Heilende Pfoten. Kein Wunder, dass die positiven Effekte von Tieren auf den Menschen auch im klinischen Sinn genutzt werden. Die wohl bekannteste Form der Assistenten auf vier Pfoten sind Hunde, die sehbehinderten Menschen zur Seite stehen, um ihnen die Orientierung zu erleichtern und sie dadurch mobiler und sicherer zu machen. Eine ähnliche Funktion erfüllen Demenz-Assistenzhunde. Oft können Demenzpatienten durch die Anwesenheit eines dafür ausgebildeten Hundes weiter zu Hause betreut werden. Fast schon mystisch muten die Fähigkeiten von Diabetes- oder Epilepsie-Warnhunden an. Diese hochsensiblen Vierbeiner sind in der Lage, eine drohende Unter- bzw. Überzuckerung oder einen bevorstehenden epileptischen Anfall zu erspüren. Durch Pfoteauflegen oder Anstupsen können sie ihre Menschen dazu bringen, rechtzeitig Medikamente einzunehmen oder telefonisch Hilfe anfordern. Entsprechend geschulte Therapeuten bieten auch Besuche mit Tieren an, so ermöglichen einige Kliniken und Seniorenheime das zeitweilige Streicheln, Bürsten oder Füttern von Tieren. Patienten mit eingeschränkten Kommunikationsfähigkeiten reagieren oft sehr freudig darauf. Autismus-Kranke etwa finden durch Tiere eine Art „Türöffner“ und können leichter mit der Außenwelt in Austausch treten. Was aber ist mit den Tieren, die uns brauchen?

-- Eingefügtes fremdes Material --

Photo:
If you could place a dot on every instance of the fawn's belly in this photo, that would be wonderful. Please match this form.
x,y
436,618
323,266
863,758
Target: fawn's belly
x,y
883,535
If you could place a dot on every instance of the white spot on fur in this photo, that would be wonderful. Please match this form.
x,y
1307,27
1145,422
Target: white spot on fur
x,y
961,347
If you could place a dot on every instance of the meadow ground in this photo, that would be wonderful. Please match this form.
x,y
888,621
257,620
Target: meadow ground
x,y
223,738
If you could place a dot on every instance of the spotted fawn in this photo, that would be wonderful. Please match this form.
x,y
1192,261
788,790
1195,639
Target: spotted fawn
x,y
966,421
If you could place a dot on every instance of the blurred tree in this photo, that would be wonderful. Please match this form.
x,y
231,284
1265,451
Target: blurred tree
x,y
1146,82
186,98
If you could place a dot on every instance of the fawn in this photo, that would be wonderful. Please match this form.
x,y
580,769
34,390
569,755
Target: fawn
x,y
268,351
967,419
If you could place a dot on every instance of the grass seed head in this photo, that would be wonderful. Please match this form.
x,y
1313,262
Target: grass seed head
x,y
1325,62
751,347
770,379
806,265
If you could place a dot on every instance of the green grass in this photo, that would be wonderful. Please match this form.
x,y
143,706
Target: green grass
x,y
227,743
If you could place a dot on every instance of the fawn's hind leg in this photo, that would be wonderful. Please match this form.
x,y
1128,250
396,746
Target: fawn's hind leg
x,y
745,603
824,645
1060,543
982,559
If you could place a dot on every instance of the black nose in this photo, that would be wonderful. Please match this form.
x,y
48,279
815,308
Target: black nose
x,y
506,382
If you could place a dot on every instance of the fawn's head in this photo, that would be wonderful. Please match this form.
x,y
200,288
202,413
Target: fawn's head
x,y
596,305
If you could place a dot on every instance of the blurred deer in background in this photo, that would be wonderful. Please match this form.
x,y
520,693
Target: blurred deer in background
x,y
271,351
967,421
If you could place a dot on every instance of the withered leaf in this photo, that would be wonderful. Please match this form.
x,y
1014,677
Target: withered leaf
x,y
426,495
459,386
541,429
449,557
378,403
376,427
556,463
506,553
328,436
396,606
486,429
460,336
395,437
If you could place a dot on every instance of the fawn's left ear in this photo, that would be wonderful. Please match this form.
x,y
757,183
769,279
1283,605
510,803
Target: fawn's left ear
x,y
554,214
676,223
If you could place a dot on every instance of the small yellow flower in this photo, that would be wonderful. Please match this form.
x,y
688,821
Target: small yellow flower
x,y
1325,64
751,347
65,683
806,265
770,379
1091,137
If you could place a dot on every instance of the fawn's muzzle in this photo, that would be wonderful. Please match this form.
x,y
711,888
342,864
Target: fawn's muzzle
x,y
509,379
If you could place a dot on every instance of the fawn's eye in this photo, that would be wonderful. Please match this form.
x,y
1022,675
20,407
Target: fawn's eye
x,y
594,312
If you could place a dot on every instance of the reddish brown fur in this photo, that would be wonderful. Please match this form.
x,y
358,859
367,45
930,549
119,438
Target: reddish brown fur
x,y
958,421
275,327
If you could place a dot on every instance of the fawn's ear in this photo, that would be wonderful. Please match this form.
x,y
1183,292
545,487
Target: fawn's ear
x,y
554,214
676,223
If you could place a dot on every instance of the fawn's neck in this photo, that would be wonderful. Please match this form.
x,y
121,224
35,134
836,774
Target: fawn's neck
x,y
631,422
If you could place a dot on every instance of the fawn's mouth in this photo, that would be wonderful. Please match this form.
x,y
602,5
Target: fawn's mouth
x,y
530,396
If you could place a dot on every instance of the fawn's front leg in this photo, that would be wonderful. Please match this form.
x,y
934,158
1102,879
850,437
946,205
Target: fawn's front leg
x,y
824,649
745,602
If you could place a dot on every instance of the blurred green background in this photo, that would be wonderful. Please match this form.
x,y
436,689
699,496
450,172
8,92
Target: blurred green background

Auf den Hund gekommen. Ein Hund entscheidet sich einmal für den Rest seines Lebens. Er fragt sich nicht, ob er wirklich mit uns alt werden möchte. Er tut es einfach. Aber umgekehrt ist das leider nicht immer so selbstverständlich. Was sind wir bereit zu geben für Tiere, mit denen wir schon einiges an gemeinsamen Lebensabschnitten verbracht haben und die jetzt plötzlich mehr von unserer Aufmerksamkeit brauchen, weil sie selbst alt oder krank geworden sind? Liebe kann niemals nur eine Einbahnstraße sein. „Behandeln Sie Ihr Haustier am besten so, dass Sie im nächsten Leben ohne Probleme auch mit vertauschten Rollen klarkommen. ‚You never know!‘, bringt es der Autor, Schauspieler und Tierfreund Hape Kerkeling treffsicher und schön auf den Punkt.